AmInvest report: The group’s stronger focus in investment-linked (IL) products with protection riders will put its life insurance business to be less significantly impacted by FRS 17, which will be implemented on 1 Jan 2023.
(wrong statement, IL is positively impacted under IFRS17)

Upon the adoption of FRS 17, the negative revaluation on the group’s life insurance investments, which has dampened the group’s net profit in FY21 and FY22, will no longer have any P&L impact from FY23F
(correct, to some extent)

Posted by observatory > 1 week ago | Report Abuse

Despite the economic recovery so far, ALIM has yet to resume its NBV growth.

According to page 3 and 21, for 9M22, "New business value was RM208.4 million, decreased by 1.9% due mainly to lower sales volume from agency business". For comparison, before the pandemic NBV grew at 30% in FY19 and 17% in FY18.

Posted by observatory > 1 week ago | Report Abuse

The general insurance business GWP has registered 12.3% growth for 9M22, versus 10.8% for industry and 20.6% for Takaful (page 19). Given AGIC's dominant position in motor insurance, it has likely benefited from the strong recovery in auto sales this year.

However, the general takaful segment is growing much faster. According to Maybank Q3 presentation (page 49), in the combined market, Maybank Etiqa's share has expanded further to 15.5% whereas AGIC merely maintains at 11.1%

AGIC will probably return to slower growth mode in 2023 (after benefiting from the low base effect this year). Hopefully by then ALIM NBV growth could recover to its pre-pandemic pace.


364 posts

Posted by Papayashot > 1 week ago | Report Abuse

Hi wsb_investor, quote from you:

Upon the adoption of FRS 17, the negative revaluation on the group’s life insurance investments, which has dampened the group’s net profit in FY21 and FY22, will no longer have any P&L impact from FY23F
(correct, to some extent)

How would the fair value gain/loss being reflected in IFRS17?
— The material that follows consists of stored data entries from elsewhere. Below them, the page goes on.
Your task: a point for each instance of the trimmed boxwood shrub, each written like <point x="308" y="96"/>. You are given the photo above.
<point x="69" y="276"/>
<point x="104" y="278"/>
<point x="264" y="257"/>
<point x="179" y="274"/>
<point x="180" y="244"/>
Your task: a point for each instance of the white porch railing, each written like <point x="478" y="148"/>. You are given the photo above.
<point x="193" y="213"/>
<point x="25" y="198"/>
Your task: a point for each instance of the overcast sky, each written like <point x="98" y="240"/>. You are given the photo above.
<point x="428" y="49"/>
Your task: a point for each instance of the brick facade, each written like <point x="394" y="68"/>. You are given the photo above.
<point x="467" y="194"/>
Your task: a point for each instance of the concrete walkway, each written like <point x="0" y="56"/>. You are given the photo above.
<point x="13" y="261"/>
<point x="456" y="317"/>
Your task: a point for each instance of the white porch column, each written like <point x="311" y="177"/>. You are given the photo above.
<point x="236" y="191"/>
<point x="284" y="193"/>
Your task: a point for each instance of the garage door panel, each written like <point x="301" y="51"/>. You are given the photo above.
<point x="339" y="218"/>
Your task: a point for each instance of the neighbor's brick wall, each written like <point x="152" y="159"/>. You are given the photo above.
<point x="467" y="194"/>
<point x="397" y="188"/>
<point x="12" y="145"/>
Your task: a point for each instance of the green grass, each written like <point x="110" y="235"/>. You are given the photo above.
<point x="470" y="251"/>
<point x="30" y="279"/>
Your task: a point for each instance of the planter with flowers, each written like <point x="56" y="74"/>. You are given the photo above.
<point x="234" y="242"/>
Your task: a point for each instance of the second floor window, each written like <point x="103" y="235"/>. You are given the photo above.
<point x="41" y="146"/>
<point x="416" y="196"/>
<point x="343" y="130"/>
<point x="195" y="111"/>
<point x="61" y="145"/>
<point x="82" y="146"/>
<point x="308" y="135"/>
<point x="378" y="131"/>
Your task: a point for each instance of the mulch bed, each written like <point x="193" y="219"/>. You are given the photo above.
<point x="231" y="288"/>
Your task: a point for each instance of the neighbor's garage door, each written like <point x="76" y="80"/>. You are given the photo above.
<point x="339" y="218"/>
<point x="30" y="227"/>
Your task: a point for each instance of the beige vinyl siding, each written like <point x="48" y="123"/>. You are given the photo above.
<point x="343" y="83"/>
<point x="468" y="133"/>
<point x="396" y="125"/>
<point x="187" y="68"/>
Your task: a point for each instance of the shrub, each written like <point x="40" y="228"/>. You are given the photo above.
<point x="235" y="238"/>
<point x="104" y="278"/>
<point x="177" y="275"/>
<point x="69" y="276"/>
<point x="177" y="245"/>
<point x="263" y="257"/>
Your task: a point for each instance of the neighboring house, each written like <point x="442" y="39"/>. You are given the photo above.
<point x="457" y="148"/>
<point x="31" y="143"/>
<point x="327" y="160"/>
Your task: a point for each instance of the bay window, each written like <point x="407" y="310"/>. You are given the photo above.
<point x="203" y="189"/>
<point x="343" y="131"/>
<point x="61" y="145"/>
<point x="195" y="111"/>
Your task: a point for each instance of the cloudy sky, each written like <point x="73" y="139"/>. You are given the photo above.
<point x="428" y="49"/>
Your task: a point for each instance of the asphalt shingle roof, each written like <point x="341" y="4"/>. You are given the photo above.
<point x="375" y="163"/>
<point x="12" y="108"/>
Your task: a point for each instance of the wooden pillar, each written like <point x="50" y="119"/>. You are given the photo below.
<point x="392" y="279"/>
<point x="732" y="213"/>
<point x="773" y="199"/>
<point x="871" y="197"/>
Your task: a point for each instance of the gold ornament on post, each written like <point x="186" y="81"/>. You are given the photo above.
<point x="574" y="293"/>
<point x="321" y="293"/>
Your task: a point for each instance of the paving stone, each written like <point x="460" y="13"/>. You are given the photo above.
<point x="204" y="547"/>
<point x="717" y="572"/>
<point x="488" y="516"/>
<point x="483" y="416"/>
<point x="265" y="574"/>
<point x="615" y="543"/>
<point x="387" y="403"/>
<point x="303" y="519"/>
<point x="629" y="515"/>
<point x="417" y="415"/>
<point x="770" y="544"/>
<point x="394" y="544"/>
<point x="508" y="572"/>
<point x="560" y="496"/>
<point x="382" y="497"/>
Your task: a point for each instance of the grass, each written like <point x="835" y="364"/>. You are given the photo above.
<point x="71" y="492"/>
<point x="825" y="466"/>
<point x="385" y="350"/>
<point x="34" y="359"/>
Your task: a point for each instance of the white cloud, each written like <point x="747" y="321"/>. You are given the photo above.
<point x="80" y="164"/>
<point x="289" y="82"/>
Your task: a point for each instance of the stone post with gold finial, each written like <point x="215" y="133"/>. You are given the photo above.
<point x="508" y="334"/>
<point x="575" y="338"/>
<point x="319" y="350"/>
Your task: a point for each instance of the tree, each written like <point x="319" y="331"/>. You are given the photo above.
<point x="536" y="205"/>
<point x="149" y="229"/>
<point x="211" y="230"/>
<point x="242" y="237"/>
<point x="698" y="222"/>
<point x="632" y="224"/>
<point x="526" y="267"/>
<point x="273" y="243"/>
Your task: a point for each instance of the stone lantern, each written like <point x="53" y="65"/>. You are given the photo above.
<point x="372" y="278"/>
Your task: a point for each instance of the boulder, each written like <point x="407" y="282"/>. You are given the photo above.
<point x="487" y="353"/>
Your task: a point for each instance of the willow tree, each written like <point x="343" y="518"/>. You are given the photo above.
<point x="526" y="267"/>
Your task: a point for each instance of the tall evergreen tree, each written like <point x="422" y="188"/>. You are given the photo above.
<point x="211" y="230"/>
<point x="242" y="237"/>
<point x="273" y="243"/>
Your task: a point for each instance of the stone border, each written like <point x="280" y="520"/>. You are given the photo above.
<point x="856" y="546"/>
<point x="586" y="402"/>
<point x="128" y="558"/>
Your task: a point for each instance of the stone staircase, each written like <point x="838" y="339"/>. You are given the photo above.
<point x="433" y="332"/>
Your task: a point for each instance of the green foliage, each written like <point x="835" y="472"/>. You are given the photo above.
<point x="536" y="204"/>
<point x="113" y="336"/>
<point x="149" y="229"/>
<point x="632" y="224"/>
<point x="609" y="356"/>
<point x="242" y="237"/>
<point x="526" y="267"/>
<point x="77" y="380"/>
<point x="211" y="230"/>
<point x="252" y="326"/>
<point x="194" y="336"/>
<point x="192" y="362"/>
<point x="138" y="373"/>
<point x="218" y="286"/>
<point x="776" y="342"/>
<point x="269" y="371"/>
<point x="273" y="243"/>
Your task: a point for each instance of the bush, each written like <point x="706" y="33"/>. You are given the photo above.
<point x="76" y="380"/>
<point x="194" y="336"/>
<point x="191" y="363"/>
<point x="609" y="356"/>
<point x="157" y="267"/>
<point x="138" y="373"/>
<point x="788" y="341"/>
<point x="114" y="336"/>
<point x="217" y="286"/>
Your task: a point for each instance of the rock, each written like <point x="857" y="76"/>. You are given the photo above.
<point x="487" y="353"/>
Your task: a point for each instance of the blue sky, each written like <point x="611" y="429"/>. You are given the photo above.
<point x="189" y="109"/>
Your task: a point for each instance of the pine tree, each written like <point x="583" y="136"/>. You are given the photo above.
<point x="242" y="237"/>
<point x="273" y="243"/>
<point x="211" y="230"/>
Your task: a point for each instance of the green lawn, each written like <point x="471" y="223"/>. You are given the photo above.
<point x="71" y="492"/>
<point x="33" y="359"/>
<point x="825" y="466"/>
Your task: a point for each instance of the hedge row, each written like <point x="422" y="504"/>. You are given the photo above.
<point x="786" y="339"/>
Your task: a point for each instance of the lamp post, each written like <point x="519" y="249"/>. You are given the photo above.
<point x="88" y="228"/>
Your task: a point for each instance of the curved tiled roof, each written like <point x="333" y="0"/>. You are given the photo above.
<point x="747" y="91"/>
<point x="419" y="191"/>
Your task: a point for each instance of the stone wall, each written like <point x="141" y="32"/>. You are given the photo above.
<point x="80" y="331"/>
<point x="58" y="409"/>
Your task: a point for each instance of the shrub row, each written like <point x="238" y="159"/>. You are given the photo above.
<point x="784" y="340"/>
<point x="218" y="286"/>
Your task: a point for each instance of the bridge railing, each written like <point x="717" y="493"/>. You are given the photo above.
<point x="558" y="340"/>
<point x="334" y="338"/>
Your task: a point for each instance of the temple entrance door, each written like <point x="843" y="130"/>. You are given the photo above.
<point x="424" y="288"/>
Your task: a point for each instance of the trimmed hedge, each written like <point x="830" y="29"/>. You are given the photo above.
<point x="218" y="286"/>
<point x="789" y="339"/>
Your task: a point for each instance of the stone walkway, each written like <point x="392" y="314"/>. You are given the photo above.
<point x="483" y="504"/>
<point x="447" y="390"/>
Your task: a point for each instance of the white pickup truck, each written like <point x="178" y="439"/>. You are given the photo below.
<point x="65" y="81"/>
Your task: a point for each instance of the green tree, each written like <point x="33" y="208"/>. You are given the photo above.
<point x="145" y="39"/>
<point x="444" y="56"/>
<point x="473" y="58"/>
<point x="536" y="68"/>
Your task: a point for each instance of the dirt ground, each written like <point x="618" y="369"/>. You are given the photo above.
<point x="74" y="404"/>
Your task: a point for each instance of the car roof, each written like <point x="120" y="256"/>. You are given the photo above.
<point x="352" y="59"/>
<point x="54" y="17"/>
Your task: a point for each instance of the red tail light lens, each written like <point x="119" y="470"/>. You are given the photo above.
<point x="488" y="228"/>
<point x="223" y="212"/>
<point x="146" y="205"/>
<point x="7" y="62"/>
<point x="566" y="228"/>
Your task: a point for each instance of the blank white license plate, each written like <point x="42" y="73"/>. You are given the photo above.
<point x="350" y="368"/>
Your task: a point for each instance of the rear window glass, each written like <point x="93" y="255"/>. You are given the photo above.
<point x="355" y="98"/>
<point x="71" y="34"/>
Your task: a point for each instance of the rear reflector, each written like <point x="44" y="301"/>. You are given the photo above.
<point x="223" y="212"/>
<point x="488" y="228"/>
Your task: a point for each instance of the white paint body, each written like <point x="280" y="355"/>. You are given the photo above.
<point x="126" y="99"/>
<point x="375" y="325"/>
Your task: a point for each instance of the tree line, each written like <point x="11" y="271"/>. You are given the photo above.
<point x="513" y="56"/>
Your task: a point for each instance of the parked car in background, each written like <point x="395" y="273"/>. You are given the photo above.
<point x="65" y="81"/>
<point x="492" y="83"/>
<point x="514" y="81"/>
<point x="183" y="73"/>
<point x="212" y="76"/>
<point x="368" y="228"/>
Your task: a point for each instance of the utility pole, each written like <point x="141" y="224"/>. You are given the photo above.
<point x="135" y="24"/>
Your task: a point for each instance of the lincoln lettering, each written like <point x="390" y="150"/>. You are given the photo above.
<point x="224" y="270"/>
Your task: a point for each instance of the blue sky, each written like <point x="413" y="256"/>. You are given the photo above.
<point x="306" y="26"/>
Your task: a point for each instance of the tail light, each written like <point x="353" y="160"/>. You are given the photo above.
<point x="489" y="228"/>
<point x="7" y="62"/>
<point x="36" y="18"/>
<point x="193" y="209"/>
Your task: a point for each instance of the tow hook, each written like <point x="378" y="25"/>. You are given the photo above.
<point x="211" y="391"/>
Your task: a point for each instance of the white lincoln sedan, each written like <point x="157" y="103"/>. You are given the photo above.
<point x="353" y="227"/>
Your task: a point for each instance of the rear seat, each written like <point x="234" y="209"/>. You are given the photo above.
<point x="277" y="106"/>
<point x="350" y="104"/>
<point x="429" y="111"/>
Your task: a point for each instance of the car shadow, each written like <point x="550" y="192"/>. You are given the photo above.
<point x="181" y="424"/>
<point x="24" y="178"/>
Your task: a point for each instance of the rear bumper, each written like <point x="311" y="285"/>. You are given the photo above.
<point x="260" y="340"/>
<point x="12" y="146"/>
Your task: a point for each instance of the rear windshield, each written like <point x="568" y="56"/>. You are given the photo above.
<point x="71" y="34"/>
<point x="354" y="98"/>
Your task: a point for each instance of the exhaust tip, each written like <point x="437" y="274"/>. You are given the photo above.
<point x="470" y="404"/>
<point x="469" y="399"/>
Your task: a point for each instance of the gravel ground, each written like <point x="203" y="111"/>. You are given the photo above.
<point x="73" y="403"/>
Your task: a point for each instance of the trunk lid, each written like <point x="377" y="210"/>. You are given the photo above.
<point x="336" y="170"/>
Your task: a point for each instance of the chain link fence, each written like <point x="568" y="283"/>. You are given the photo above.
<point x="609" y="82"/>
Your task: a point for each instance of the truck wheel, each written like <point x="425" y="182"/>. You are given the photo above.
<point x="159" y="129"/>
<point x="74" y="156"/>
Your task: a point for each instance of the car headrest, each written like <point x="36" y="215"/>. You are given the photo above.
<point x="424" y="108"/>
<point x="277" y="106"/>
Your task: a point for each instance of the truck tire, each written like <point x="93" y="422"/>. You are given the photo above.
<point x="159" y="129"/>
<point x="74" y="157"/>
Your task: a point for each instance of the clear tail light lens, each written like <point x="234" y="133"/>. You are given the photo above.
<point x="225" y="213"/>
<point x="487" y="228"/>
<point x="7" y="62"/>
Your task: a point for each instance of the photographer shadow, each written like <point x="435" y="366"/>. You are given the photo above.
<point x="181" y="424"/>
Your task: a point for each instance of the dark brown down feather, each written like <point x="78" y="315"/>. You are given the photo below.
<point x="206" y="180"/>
Posted by wsb_investor > 1 week ago | Report Abuse

NBV cannot compare with 2021 (sales in Q12021 very high because sales in 2020 very low). NBV 9M22 vs 9M19 +25.6%, annualized ~8%.

Posted by observatory > 1 week ago | Report Abuse

It's true that the good results of 1Q21 was skewed by lockdowns in 2020. So a YoY comparison with 2022 may not be appropriate.
NBV for 9M22 is RM208.4m.
9M19 figure was not reported in the quarterly presentation then. I worked backward from 3Q20 presentation which mentions "New business value (for 9M20) was RM 165.9 million, declined by 11.8%."
It means NBV for 9M19 = RM165.9m / (1 - 0.118) = RM188.1m.
The increase over a 3-year period, from 9M19 to 9M22 = 208.4/188.1 - 1 = 10.8%. CAGR is 3.5%.
It's fair to say that ALIM business has recovered back to and above pre-pandemic level. But the growth rate has yet to return to the double digit growth of 2018-19.
Of course, the EV at RM3.6b is larger today than 3 years ago.

Posted by wsb_investor > 1 week ago | Report Abuse

Slow and steady, 1 year high now, in a poor market sentiment

Posted by wsb_investor > 1 week ago | Report Abuse

1 year ago FBMKLCI 1514, Allianz RM12, today KLCI 1478, Allianz RM13.74, with RM0.79 dividend.